Archaeologists excavate ancient items, then study the context in which artifacts such as bones or stone axes originated. Biological Anthropologists often take this information and apply it to a wider picture of evolution and the lives of early humans. In Lucy’s case, archaeologists and Biological Anthropologists worked together to paint the picture of this special early human.

Linguistic Anthropology, the next big branch of the discipline, is all about language and using it as a tool to learn about cultures. One example of a widely studied topic within this subdiscipline is that the Hopi culture, an Indigenous American group living mostly in Arizona, has a different concept of time than European-language groups. In the Hopi language, there are no words to describe time or to reference the passing of time. There is a debate between linguists and Linguistic Anthropologists as to whether this difference in grammar is indicative that the Hopi conceptualize time differently, or even that they don’t conceptualize time at all. This is the type of work that a Linguistic Anthropologist might do. More applicably, Linguistic Anthropologists study language as a whole, and how language affects social life.

A Cultural Anthropologist’s job revolves around recording and analyzing culture. The way that your community lives, works and communicates is incredibly important to Cultural Anthropology. It tries to understand humans and one’s own culture through the lens of other cultures. It is the concept of looking outward in order to look within. This is the area that I have the most interest in as a student.

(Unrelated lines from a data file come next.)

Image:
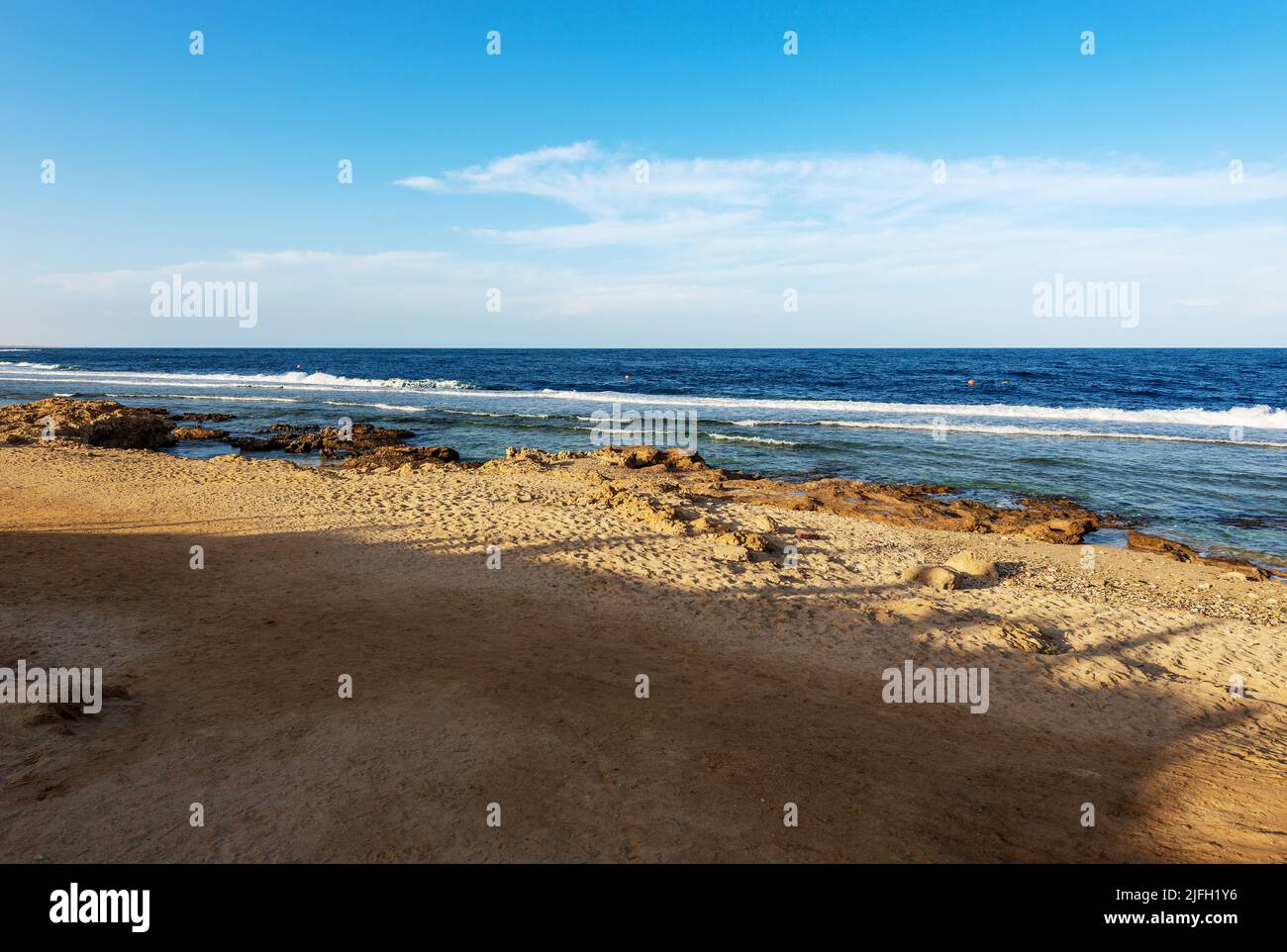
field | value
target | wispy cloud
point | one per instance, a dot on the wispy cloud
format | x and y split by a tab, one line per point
880	248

Cultural Anthropology’s biggest tool in studying culture is ethnography. Ethnographies are written accounts, usually in the first person perspective, which tell the story of an experience with culture — either the writer’s own culture or their experience with another culture. Some examples include the monumentally popular “Braiding Sweetgrass,” which explores and documents Indigenous knowledge of the environment and plants. It especially focuses on the way Indigenous knowledge is getting lost in the Westernization of thought — specifically naturalist thought. Another example is a book by one of America’s first anthropologists, “Barracoon” by Zora Neale Hurston, which details the life of one of the last African people (named Kudjo Lewis) to be taken from Africa and sold into slavery in the deep South. Ethnographies are typically comprised of interviews or personal experiences with people from cultures of interest, and often give space for marginalized people to have a say in the documentation of their lives and cultures. Barracoon gives voice to a man who would otherwise have been forgotten to history.

The honesty and passion for humanity found in anthropology is what first caught my attention. The discipline encapsulates almost everything in this world, from plants to politics to evolution and much more. The moment I understood what anthropology was all about, everything around me — conversations, family life and daily life within my community — became anthropology. Learning about this discipline, which highlights connection to other cultures and understanding and valuing different life paths, has been like “slipping into a warm bath.”